A new product developed by researchers at Los Alamos has been created to simplify the use of supercomputers performing big data analysis.

‘Charliecloud’ supports users performing big data analysis on the Los Alamos supercomputers by providing a containerized approach that allows users to run their own software stack, sequestered from the host operating system.

Los Alamos developed a condensed, 800-line piece of code on the open source Docker platform comprised of 500 lines of C and 300 lines of shell code. Users can download the Docker platform to build customized container images. These images can then be moved from Docker to a supercomputer to run analysis applications using Charliecloud.

Users are provided with administrative freedom to run their own customized big data analysis using Los Alamos supercomputing power, while the security of the system as a whole remains unaffected due to the segmenting of different applications.

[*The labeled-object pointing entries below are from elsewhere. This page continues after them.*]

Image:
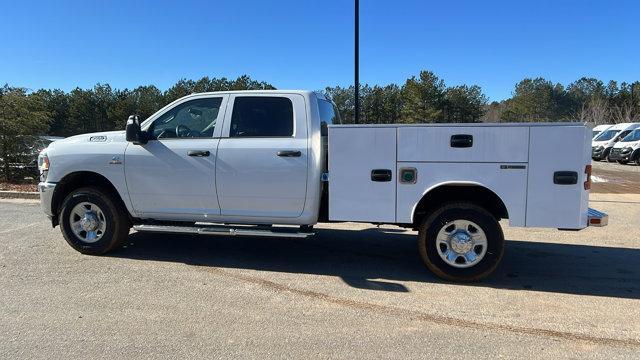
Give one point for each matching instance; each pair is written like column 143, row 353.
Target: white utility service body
column 515, row 161
column 260, row 162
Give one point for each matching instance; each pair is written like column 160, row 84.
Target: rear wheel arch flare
column 471, row 192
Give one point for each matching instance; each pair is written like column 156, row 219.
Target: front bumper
column 46, row 197
column 619, row 154
column 597, row 218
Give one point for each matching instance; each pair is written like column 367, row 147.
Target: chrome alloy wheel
column 461, row 243
column 87, row 222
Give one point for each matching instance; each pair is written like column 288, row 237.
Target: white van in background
column 627, row 149
column 603, row 143
column 600, row 128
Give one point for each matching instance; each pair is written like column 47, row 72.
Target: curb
column 19, row 195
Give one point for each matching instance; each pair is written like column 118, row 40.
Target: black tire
column 447, row 213
column 115, row 219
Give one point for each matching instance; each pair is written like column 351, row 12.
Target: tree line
column 424, row 98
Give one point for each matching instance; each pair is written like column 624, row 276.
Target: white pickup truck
column 274, row 163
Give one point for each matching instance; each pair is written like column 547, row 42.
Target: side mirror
column 134, row 133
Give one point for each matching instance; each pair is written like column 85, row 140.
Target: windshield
column 633, row 136
column 606, row 135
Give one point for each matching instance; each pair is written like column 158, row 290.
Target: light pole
column 356, row 115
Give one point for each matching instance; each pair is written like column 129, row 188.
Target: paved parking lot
column 351, row 291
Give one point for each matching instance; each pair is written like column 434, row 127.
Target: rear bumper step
column 223, row 230
column 597, row 218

Reid Priedhorsky, lead developer of the Charliecloud system said, “Charliecloud lets users easily run crazy new things on our supercomputers. Los Alamos has lots of supercomputing power, and we do lots of simulations that are well supported here. But we’ve found that Big Data analysis projects need to use different frameworks, which often have dependencies that differ from what we have already on the supercomputer. So, we’ve developed a lightweight ‘container’ approach that lets users package their own user-defined software stack in isolation from the host operating system.”

Charliecloud was designed to provide a simple, standard, interoperable workflow that could run on existing HPC hardware with minimal modifications. Also, because it is implemented using namespace designations, there is no need to manage user privilege or trusted operations on center resources.

Charliecloud is currently in production on two of the Los Alamos supercomputers and the team there has found that it performs equally as well as the non-containerized machines.

The development of the Charliecloud solution came from the increasing demand for user-defined software stacks (UDSS) within the Los Alamos central computing framework. UDSS are complex and vary greatly but must be achieved for big data analysis. Unfortunately, as a result, the computing center is burdened with minimizing security and performance risks in the larger environment.